Gabriele Iacovino, coordinatore degli analisti del Centro Studi Internazionali, quale potrebbe essere il ruolo dell’Italia nella coalizione che affiancherà gli Stati Uniti nella lotta allo Stato Islamico?
“In questo momento la coalizione riveste un ruolo soprattutto politico, di affiancamento degli Usa e di legittimazione sul piano internazionale dell’intervento militare in Iraq e in Siria. Gli Stati che ne faranno parte devono ancora definire le modalità di partecipazione. Gli aerei utilizzati finora sono quelli statunitensi ed è poco prevedibile un intervento da parte dell’aviazione italiana, così come è poco prevedibile l’impiego delle nostre basi militari: sono troppo lontane dalle aree interessate dall’intervento e il loro utilizzo prevederebbe rifornimenti in volo per i velivoli impiegati. I caccia Usa, infatti, partono dalle portaerei americane presenti nel Golfo“.
L’escalation in Siria e Iraq mette l’Italia in pericolo?
“In questo momento la maggiore fonte di rischio per noi è la Libia, un paese fortemente instabile a brevissima distanza alle nostre coste è un problema di politica estera e di sicurezza. Per dare un’idea: non c’è differenza tra quello che sta accadendo in questi mesi in Libia e la situazione di caos che caratterizza da anni la Somalia“.
Per quale motivo il tema fa fatica a scalare posizioni nell’agenda della comunità internazionale?
“I leader degli Stati membri della Nato avrebbero dovuto discutere del tema nel vertice tenuto in Galles del 4 e 5 settembre. A causa, però delle pressioni esercitate da alcuni paesi membri, specie quelli dell’est Europa, la discussione si è focalizzata quasi esclusivamente sulla situazione di instabilità che caratterizza l’est dell’Ucraina con lo scontro tra Mosca e l’Unione Europea, oltre che ovviamente sulle misure da adottare per contrastare la diffusione dello Stato Islamico in Iraq e in Siria. La Nato, quindi, non considera la situazione libica di primaria importanza”.
Il flusso migratorio diretto verso le nostre coste resta fortissimo e le aziende italiane temono per i loro interessi nel paese. Quali sono le altre conseguenze di questa instabilità per l’Italia?
“Il pericolo maggiore è quello che la Libia cada nelle mani degli jihadisti.
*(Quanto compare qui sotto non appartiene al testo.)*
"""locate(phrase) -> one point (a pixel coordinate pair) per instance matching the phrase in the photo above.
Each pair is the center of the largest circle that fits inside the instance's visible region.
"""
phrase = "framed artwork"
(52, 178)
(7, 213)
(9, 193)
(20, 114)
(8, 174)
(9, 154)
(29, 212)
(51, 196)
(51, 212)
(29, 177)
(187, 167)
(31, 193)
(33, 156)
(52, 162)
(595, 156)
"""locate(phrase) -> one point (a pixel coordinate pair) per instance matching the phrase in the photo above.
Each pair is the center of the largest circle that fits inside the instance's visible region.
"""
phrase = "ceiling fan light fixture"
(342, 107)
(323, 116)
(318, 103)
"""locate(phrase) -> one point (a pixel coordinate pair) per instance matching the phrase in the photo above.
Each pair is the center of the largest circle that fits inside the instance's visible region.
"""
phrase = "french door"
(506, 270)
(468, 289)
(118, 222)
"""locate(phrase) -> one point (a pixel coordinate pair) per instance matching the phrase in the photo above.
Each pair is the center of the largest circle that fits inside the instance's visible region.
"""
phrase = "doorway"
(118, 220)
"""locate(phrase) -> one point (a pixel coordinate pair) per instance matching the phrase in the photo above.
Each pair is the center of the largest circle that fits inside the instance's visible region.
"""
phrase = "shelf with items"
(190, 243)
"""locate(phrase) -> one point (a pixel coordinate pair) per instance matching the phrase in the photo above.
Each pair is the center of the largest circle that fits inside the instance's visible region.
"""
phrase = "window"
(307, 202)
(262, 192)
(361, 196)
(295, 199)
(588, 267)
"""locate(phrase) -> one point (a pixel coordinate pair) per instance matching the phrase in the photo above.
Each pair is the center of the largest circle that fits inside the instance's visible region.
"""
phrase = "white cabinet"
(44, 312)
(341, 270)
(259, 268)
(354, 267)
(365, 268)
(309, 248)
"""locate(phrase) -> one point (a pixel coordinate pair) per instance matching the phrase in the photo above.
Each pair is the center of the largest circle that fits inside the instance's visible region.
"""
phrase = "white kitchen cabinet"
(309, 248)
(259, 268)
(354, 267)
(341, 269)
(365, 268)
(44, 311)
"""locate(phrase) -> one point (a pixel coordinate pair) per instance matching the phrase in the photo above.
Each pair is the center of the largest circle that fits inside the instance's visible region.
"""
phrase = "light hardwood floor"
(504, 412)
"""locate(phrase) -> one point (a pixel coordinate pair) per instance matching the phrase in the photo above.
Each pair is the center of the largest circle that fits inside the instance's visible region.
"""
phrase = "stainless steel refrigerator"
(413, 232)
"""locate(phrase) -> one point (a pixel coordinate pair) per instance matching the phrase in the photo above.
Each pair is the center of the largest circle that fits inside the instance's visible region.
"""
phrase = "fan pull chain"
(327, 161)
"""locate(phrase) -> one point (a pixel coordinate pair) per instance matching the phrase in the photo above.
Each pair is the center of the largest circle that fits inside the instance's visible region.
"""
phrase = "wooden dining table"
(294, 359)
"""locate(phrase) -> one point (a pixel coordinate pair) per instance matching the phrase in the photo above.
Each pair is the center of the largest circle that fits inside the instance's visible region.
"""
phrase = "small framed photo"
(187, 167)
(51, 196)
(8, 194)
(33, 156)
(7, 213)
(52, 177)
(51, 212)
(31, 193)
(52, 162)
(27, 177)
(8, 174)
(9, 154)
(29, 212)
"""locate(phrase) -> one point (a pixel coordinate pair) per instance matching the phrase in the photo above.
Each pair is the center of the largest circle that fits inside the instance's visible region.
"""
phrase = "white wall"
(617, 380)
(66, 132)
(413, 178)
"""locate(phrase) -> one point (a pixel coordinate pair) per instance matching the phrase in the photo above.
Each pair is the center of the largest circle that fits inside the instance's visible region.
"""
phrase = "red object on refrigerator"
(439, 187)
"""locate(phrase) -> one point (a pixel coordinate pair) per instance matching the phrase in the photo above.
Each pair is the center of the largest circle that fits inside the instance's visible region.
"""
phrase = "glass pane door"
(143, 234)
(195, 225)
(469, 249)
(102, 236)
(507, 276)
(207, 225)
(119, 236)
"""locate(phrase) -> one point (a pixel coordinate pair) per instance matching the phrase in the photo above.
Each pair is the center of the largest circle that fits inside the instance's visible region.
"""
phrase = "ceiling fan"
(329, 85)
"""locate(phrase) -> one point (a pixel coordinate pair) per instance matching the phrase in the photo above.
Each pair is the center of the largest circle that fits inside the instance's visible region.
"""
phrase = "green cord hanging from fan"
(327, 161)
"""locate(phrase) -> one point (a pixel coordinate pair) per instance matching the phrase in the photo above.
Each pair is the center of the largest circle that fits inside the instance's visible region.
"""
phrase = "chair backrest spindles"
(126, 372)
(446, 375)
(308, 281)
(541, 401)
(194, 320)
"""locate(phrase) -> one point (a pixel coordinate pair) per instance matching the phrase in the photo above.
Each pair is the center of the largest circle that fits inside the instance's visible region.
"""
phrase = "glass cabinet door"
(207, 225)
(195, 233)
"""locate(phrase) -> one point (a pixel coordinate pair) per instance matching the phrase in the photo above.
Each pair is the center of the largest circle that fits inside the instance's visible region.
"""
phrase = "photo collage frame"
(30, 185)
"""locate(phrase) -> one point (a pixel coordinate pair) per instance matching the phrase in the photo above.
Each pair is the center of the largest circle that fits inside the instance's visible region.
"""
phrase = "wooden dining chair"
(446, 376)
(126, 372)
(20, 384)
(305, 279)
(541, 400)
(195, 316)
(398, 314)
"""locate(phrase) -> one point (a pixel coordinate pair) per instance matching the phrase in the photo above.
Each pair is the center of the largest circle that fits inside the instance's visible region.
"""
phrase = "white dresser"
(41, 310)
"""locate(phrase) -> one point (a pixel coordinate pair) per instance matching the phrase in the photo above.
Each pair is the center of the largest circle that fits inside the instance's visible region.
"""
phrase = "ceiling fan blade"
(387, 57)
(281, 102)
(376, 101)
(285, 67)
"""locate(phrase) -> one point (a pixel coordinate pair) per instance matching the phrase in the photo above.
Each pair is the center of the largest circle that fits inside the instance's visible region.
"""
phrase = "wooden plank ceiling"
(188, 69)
Non abbiamo a disposizione in questo momento elementi per parlare di una presenza dello Stato Islamico nel paese, ma abbiamo la certezza che, dopo l’intervento militare francese, formazioni jihadiste provenienti dal Mali si sono stabilite in vaste aree del sud, in quelle costiere, come anche nelle aree cittadine di Bengasi e Tripoli“.
Quindi si stanno verificando in Libia dinamiche simili a quelle che hanno portato alla diffusione dell’Isis in Iraq e Siria?
“Esatto. Ci troviamo di fronte ad un Paese incontrollabile, preda di milizie islamiche che da mesi combattono una guerra che ha fatto centinaia di vittime. Abbiamo visto come i jihadisti islamici abbiano una straordinaria capacità di colmare i vuoti che si creano nelle situazioni di forte instabilità: esempio lampante ne è la facilità con cui hanno approfittato del sanguinoso scontro tra sciiti e sunniti per prendere il controllo di una vasta area tra l’Iraq e la Siria. Una volta conquistato il territorio, il passo successivo è quello di prendere il controllo dei traffici illegali per creare fonti di autofinanziamento e imporre il loro controllo sul piano politico e sociale. La stessa situazione di guerra intestina permanente si sta verificando in Libia, uno Stato situato a pochi chilometri dalle nostre coste, ed è chiaro come ciò costituisca una seria minaccia alla sicurezza dell’Europa. Con un’aggravante in più: la Libia è un paese con il quale l’Italia ha da sempre rapporti privilegiati”.